Generally Indonesian soups and stews are grouped into three major groups with numbers of variants in between.
- Soto refer to variety of Indonesian traditionally spiced meat soups, either in clear broth or in rich coconut milk-base soup, example includes soto ayam.
- Sayur refer to traditional vegetables stews, such as sayur asem and sayur lodeh.
- Sop or sup usually refer to soups derived from western influences, such as sop buntut.
This list includes soups that originated in Indonesia as well as those that are common in the country.
- Bakso – a meatball noodle soup. Meats used may include beef, pork, chicken, and mixtures of these meats. Additional ingredients often include bok choy, tofu, hard-boiled egg, fried shallots and wontons.
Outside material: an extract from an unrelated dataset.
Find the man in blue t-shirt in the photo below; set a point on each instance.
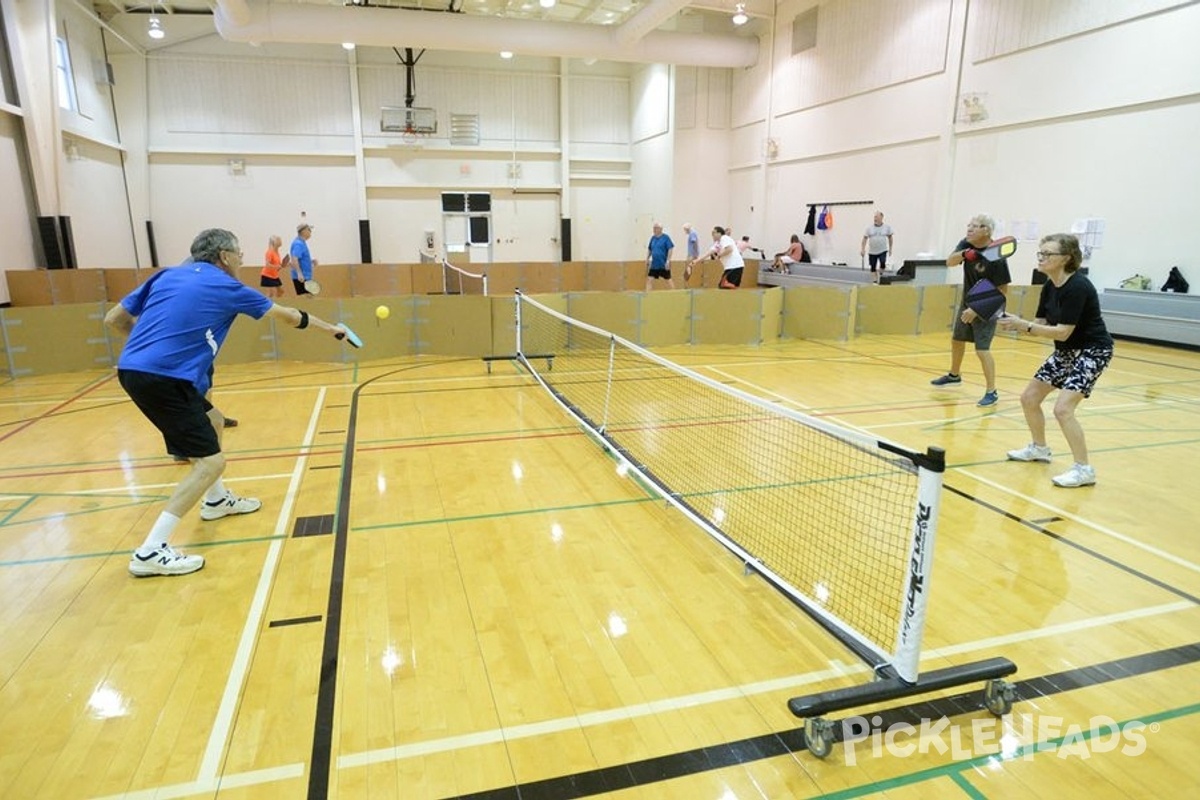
(301, 259)
(177, 323)
(658, 257)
It has been described as a national street food of Indonesia.
- Brenebon – red kidney bean soup, served in broth made from boiled pig's trotters, beef or chicken.
- Coto Makassar – Makassar beef soup, a traditional beef and offal soto variant from Makassar, South Sulawesi.
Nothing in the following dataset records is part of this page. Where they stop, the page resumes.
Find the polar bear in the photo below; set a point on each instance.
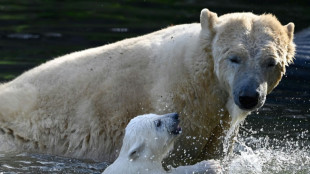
(147, 140)
(214, 73)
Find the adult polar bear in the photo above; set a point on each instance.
(213, 73)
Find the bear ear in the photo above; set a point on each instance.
(207, 19)
(136, 150)
(290, 30)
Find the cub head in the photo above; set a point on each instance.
(250, 54)
(150, 136)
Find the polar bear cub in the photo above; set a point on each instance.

- Empal gentong – spicy beef offal soup specialty of Cirebon, West Java.
- Kaledo – a traditional spicy cow's trotters soup from Donggala regency, Central Sulawesi.
- Konro – spicy ribs soup specialty of Makassar, South Sulawesi.
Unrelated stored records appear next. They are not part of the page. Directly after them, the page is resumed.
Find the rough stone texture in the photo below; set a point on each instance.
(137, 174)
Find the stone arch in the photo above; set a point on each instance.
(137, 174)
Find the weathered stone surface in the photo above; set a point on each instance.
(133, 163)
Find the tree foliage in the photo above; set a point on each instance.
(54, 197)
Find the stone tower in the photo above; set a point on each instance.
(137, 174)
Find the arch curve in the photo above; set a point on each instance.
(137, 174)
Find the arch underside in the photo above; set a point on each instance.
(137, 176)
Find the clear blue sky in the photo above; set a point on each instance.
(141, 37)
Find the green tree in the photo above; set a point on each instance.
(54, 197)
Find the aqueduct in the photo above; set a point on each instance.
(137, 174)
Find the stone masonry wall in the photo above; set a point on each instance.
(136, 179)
- Opor ayam – prepared with the main ingredients of chicken cooked in coconut milk. It is especially common in Central Java. Many additional ingredients are used.
- Pallubasa – spicy beef or buffalo soup specialty of Makassar, South Sulawesi.
- Rawon – a beef stew in black keluak soup that originated from East Java
- Sop buntut – Sop buntut is an Indonesian oxtail soup.
- Sop ayam – Sop ayam is an Indonesian chicken soup with vegetables.
- Sop Iga – Sop Iga is an indonesian cow rib soup with celery, tomato, and carrot.
- Sayur asem – uses tamarind as a main ingredient, along with vegetables, chayote, bilimbi and melinjo
- Sayur bayam or sayur bening – spinach and corn in clear soup flavoured with temu kunci.
- Sayur lodeh – vegetables in coconut milk soup.
- Sayur sop – vegetables soup (common beans, carrot, cabbages, potato, celery, cauliflower, fried shallots), in chicken broth soup, often includes diced chicken.
- Sop kambing – prepared with goat meat, tomato, celery, spring onion, ginger, candlenut and lime leaf, its broth is yellow in color.
- Sop saudara – a spicy beef soup contains bits of beef and offals (usually fried cow's lungs), rice vermicelli, perkedel (fried potato patty) and hard boiled egg. The spices includes garlic, shallot, candlenut, coriander, caraway, ginger, galangal, lime leaf, lemongrass, nutmeg and cinnamon. Garnishing include chopped scallion and bawang goreng (crispy fried shallot).
- Sop senerek – a traditional soup from Magelang with beef, red bean, carrot, tomato, celery, and some bawang goreng.
- Soto – a traditional meat soup. Many variations exist.
- Soto ayam – chicken soto,
- Soto daging – beef soup, usually eat with jeroan or quail eggs satay.
- Soto mie – noodle soup in spicy soto broth
- Soto Padang – beef rice noodle soup with potatoes and egg, specialty of Padang.
- Tekwan – fishcake, jicama and mushroom soup, specialty of Palembang.
- Tengkleng – goat jeroan with spicy coconut milk, specialty of Solo.
- Timlo solo – a beef and vegetable soup. Some versions also have noodles, as a beef noodle soup.
- Tongseng – a sweet and spicy goat meat soup, specialty of Solo, Central Java.
Commercially prepared soups
Commercially prepared and packaged soups are also consumed in Indonesia, including those that are frozen, canned and dehydrated. In 2013, commercially prepared soups had a value growth of 14% in Indonesia. In 2013 the company Supra Sumber Cipta held its leadership in this food category, with a 32% value share in Indonesia.